A lot of people ask about integrating Google Analytics data with other types of data. Most people are interested in some type of CRM integration so that’s what I’m going to write about.
Let me start by saying that there is no API to Google Analytics. There is no formal way to pull data out and integrate it into some other application. Sure, there are some hacks out there to manipulate the report URLs but, in my opinion, this is a pretty big hack and I don’t recommend it to our clients.
When we talk about integrating Google Analytics with a CRM we’re talking about pulling information about the visitor’s originating source and sending it to a CRM system. We’re not going to pull the visitor’s entire history, just where they came from and attach it to other information that they enter into a form.
Why do this?
Pulling a visitor’s source information is very helpful to a sales team. Image if a sales rep could identify how a sales lead found the website before picking up the phone and contacting them? Remember, a visitor’s source info describes how the visitor found the site. Did they respond to a specific email with a certain offer? Or did they come from search and, if so, what was the keyword they used?
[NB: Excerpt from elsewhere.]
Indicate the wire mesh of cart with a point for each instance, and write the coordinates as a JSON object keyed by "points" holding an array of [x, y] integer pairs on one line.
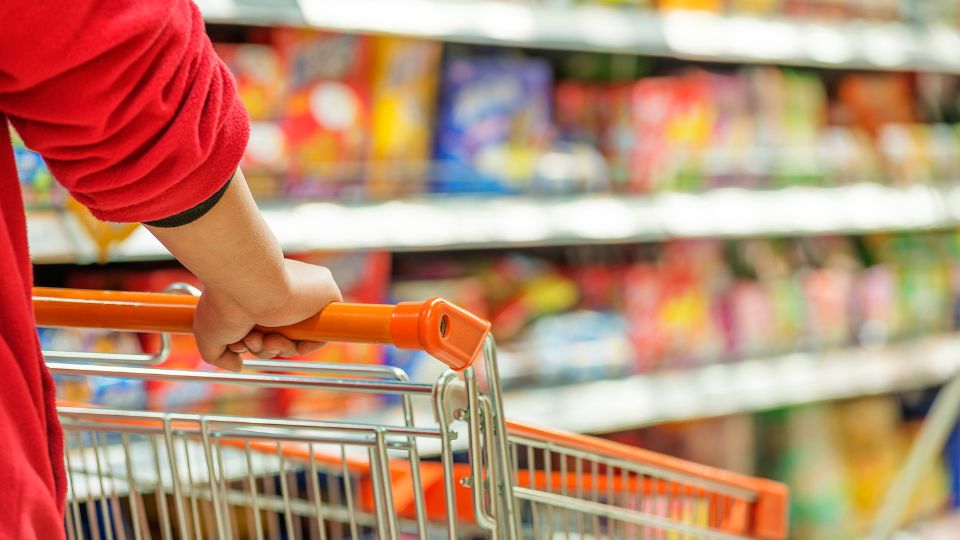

This type of info can help a sales team understand the intent of the prospect but where in the buying process they are. That makes life for the team a little easier.
So how do we connect a visitor’s source to a visitor?
Conceptual Overview
Google Analytics stores a visitor’s source data in a cookie. That cookie is named __utmz
. The data can be extracted from the cookie and added to a lead generation form. When the visitor submits the form the source information is connected to the other information that the visitor entered into the form (usually her name and other contact information).
If the contact form is integrated with a CRM application, like SalesForce.com or NetSuite, it may be possible to store the marketing information with the individual’s contact information. Direct CRM integration depends on your CRM system. Some systems allow form fields to be pulled directly into the application. Check with your CRM provider for information about your specific system.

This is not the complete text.